Farewell, Gentlemen, and God Speed.


  1. This is really Sad - they were going to do a Flyby for a parade. We may never know what brought them down. Its a shame, the BUFF is one of those truly great aircraft along with the "kids" flying them.

    My squadron never lost an aircraft or crew although as an Air Wing we did loose many, I can't think right now how many. A couple of A-7's, an F-4 when we had them and then two F-14's. We had an A-6 go down with a full load of live bombs while we were at the live range in Nevada. Our Squadron did have a Pane Captain go overboard during a storm. The flight deck plat camera captured him going over while carrying an intake screen (covers the engine inlet while doing a ground turn, keeps out FOD) but no one noticed he was missing for maybe 15 or 20 minutes.
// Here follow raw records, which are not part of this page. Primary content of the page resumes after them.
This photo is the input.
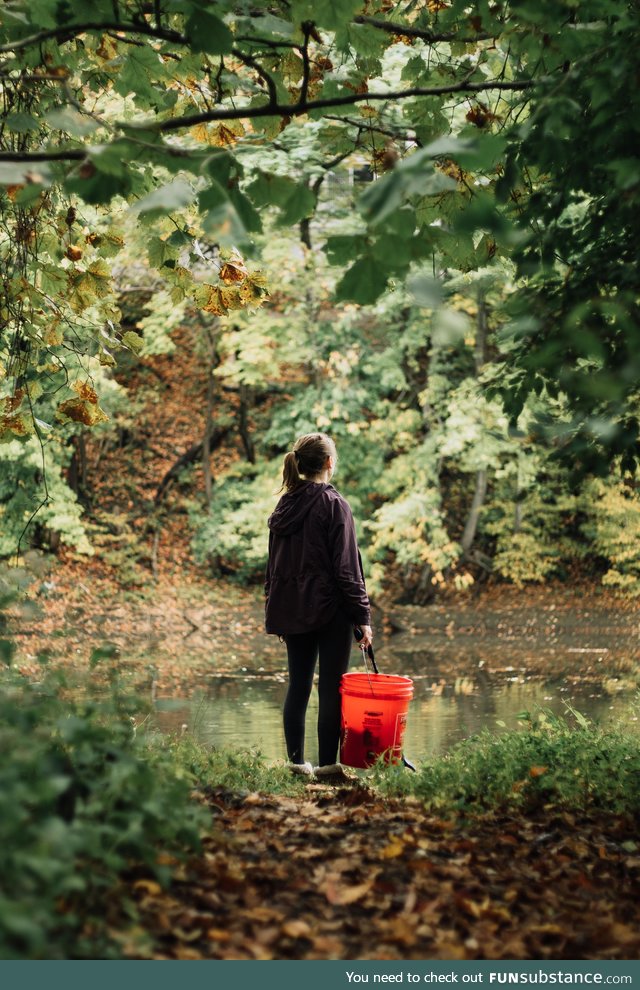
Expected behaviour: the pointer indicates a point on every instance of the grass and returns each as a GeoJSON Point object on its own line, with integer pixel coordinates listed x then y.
{"type": "Point", "coordinates": [567, 760]}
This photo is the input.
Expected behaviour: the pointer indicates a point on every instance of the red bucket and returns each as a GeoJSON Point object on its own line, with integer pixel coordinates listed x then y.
{"type": "Point", "coordinates": [374, 716]}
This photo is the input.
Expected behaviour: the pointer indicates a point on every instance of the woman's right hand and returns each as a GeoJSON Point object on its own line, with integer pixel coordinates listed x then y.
{"type": "Point", "coordinates": [367, 637]}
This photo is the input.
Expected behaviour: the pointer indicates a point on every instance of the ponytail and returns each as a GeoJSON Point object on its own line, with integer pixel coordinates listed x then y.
{"type": "Point", "coordinates": [290, 474]}
{"type": "Point", "coordinates": [306, 460]}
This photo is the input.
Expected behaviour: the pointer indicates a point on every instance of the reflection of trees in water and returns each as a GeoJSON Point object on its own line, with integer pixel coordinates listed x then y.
{"type": "Point", "coordinates": [247, 713]}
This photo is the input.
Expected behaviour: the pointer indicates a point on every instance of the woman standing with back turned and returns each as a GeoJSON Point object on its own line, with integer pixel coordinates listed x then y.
{"type": "Point", "coordinates": [315, 594]}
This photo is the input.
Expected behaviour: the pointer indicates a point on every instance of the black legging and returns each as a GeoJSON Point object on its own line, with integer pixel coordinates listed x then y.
{"type": "Point", "coordinates": [333, 643]}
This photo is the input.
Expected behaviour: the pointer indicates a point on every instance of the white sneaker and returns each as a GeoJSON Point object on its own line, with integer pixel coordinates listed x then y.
{"type": "Point", "coordinates": [303, 769]}
{"type": "Point", "coordinates": [333, 772]}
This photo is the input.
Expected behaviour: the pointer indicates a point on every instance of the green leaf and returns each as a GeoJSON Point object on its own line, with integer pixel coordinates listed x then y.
{"type": "Point", "coordinates": [413, 176]}
{"type": "Point", "coordinates": [174, 196]}
{"type": "Point", "coordinates": [133, 341]}
{"type": "Point", "coordinates": [341, 248]}
{"type": "Point", "coordinates": [7, 651]}
{"type": "Point", "coordinates": [140, 66]}
{"type": "Point", "coordinates": [293, 199]}
{"type": "Point", "coordinates": [109, 651]}
{"type": "Point", "coordinates": [427, 291]}
{"type": "Point", "coordinates": [21, 123]}
{"type": "Point", "coordinates": [160, 251]}
{"type": "Point", "coordinates": [16, 173]}
{"type": "Point", "coordinates": [69, 120]}
{"type": "Point", "coordinates": [363, 282]}
{"type": "Point", "coordinates": [207, 33]}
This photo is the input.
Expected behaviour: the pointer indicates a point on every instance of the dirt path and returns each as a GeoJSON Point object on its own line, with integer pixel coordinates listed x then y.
{"type": "Point", "coordinates": [342, 874]}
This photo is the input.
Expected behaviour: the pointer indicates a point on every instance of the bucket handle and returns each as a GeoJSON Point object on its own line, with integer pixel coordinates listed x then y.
{"type": "Point", "coordinates": [357, 632]}
{"type": "Point", "coordinates": [368, 652]}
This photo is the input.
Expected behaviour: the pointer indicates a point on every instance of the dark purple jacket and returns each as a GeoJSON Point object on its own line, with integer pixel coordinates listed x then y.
{"type": "Point", "coordinates": [314, 565]}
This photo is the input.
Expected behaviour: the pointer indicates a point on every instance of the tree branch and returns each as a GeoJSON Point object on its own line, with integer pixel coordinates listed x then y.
{"type": "Point", "coordinates": [253, 64]}
{"type": "Point", "coordinates": [273, 110]}
{"type": "Point", "coordinates": [404, 31]}
{"type": "Point", "coordinates": [397, 135]}
{"type": "Point", "coordinates": [306, 66]}
{"type": "Point", "coordinates": [297, 109]}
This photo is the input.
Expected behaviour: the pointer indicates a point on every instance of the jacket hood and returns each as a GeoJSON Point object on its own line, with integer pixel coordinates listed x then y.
{"type": "Point", "coordinates": [292, 509]}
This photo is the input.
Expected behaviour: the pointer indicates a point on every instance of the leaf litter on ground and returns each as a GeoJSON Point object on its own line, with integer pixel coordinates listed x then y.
{"type": "Point", "coordinates": [344, 874]}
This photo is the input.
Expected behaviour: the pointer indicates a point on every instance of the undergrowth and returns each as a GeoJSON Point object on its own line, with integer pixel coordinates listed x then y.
{"type": "Point", "coordinates": [82, 812]}
{"type": "Point", "coordinates": [566, 761]}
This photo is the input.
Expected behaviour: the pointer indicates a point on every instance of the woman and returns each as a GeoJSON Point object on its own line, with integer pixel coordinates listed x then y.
{"type": "Point", "coordinates": [315, 594]}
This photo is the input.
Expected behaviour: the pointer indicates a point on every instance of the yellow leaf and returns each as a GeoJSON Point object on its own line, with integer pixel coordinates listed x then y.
{"type": "Point", "coordinates": [339, 893]}
{"type": "Point", "coordinates": [52, 334]}
{"type": "Point", "coordinates": [232, 272]}
{"type": "Point", "coordinates": [148, 887]}
{"type": "Point", "coordinates": [86, 391]}
{"type": "Point", "coordinates": [212, 303]}
{"type": "Point", "coordinates": [226, 134]}
{"type": "Point", "coordinates": [82, 412]}
{"type": "Point", "coordinates": [200, 132]}
{"type": "Point", "coordinates": [107, 48]}
{"type": "Point", "coordinates": [231, 298]}
{"type": "Point", "coordinates": [15, 426]}
{"type": "Point", "coordinates": [393, 849]}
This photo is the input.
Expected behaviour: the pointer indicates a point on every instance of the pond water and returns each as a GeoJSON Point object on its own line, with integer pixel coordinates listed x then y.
{"type": "Point", "coordinates": [244, 711]}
One of the Small Boys that follows us found his body a day later.

    That was a hit and I am sure that is what the rest of Raider 21's squadron mates are going through.

    BT: Jimmy T sends.

  2. Jimmy: Wow. The day you lost the Plane Captain must have been pretty horrific. Aviation is a dangerous business, whether on aircraft carriers or land-based. Much more so on carriers, one would think.

    As Andersen's Wing King said: "Losing this bomber crew has been a tragedy felt by everyone here and across the Air Force..."

    Jenny: Thanks.

  3. Buck, Yeah it was pretty sad, the guy was well liked, really popular in the squadron one of the top three Plane Captains in our outfit (we had 15).

    When they returned him to the ship the entire flight deck crew lined up as what we call "side-buoys" in the Navy, a two line formation that the stokes he was in was carried between. The line went from Spot 2 on the angle deck to elevator #1, it was maybe 200 feet long. Not a word was said as he carried by fellow Brown Shirts to the Ships Medical and the morgue down on the 3rd deck (and Yes, the CV/CVN's have morgue's, they don't keep the dead in the food refer).

    There is more but it is gruesome, he was prepared for transshipment and a volunteer was picked to accompany him Home (he was from the Detroit area - and Yeah, after all these years I remember that and his name). He was flown off on a COD (a C-1A) with his personal escort and two S-3's formed up on the COD and escorted it to "feet dry" inbound Rota, Spain.

    But that Squadron would fly on and we would actually set a Navy Safety record in fact that record was still intact until about 4 years ago. They had a 50 plus year record (unheard of in Naval Aviation, especially for a carrier based squadron) until some hot-dog's put an aircraft into the runway at Tinker showing off on a take-off. You know the pull the gear handle early and make a show, but I guess they did not account for that hump in the runway and they put it back into the tarmack skidded out on the belly. The crew had to de-plane by blowing a canopy and climbing out like a fighter instead of using the Crew Door. The plane had to be scraped in place.

    What we used to call "The Breaks of Naval Air".

    BT: Jimmy T sends.

  4. Jimmy: Thanks for the rest of the story about your Plane Captain... and it's a very sad tale, indeed. One thing is VERY clear to me, though: all y'all certainly knew how to honor your fallen shipmate. I suspect that is something that will NEVER change.

    And the Tinker anecdote made me laugh, even though it sure as Hell ain't funny, especially considering at least ONE career was probably over the very moment that aircraft kissed the runway at Tinker. The military is very unforgiving about multi-million dollar mistakes, especially where potential loss of life is concerned. As they should be.

  5. I remember working security at Griffiss AFB in upstate NY, when a 52 came in belly first....lucky all got out alive. Sad part is, the same planes we were guarding back in the late 1960s and early 70s were already considered old....and those suckers are still round today, 40 years later.